The C3.ai DTI research partners include University of Illinois at Urbana-Champaign (Siebel’s alma mater), UC Berkeley, Princeton University, University of Chicago, Massachusetts Institute of Technology, Carnegie Mellon University, Stanford University, National Center for Supercomputing Applications, and Lawrence Berkeley National Laboratory. The consortium is governed by Siebel, Sastry and representatives from Microsoft and the University of Illinois, along with an executive advisory committee of academics. The effort is funded by $367 million in grants from C3.ai and Microsoft.

This isn’t Siebel’s first foray into academically oriented philanthropy. Since 1996, the Thomas and Stacey Siebel Foundation has supported scientific research at targeted universities, in topics including stem cell research, energy, computer science and business.

The first round of grants from the new C3.ai Digital Transformation Institute awarded $5.4 million across 26 research proposals, as well as access to C3’s artificial intelligence software and Microsoft’s Azure cloud computing services.

One of the research grantees is Karen Chapple, chair and professor of city and regional planning at UC Berkeley. Chapple’s interdisciplinary project will track housing evictions during and after the COVID-19 outbreak to better understand the risk of housing precarity and inequality, and eventually help public housing policymaking. “Housing is a very tenuous situation, and then you layer on that a health crisis,” said Chapple. Her project will synthesize data about building types, the labor market and income “to understand who is going to be able to pay the rent and who isn’t.”

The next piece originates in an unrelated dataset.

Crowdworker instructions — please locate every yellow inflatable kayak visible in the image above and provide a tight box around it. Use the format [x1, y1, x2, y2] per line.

Such analyses and projections may support better government policymaking. “A lot of folks don’t believe they have a rental crisis in their district until you show them the maps,” Chapple said. “My sense is, this is a very democratic virus—it won’t just be big cities with homeless problems, but will go to many cities with low renter protections.”

Other funded COVID-19 projects include efforts to use AI to assess the risk of serious illness in suspected patients; using genomic data to understand the identification and transmission of the disease; developing models to assist with contact tracing and reopening decisions; studying potential treatments; and vaccine development. The complete list of funded projects is here.

Technology infrastructure and digital transformation are the types of things that only a few outfits in philanthropy have prioritized. Inside Philanthropy recently wrote about some $8.8 million in grants from the Chan Zuckerberg Initiative to support open source software for scientists. Open and more standardized software can improve efficiency of individual research projects, and critically, enable collaboration, transparency and reproducibility—all especially important elements these days, when scientists around the world are focused on aspects of an urgent pandemic problem. Similar issues apply in AI technology and research.

AI has for years been a hot-button issue. Voices from the late physicist Stephen Hawking to Elon Musk have warned about the risks of making machines too smart for our own good, and several funders have backed efforts to study the ethics of AI and otherwise provide oversight for new developments. Just last week, the Rockefeller Foundation released a report calling for expanded discussions to plan for safe and ethical use of AI. It’s important that such discussions take place, now and as the technology grows and develops. After all, if social media platforms like Facebook can have serious and negative impact on society, along with their positive, benign, or silly uses, then AI’s potential dangers shouldn’t be left to chance.

Sastry says that the C3.ai Digital Transformation Institute will keep questions like data privacy and safety at the forefront. “By putting this (institute) together in the common domain and to have the results open, we wanted to create a confidence that social values are protected,” he said.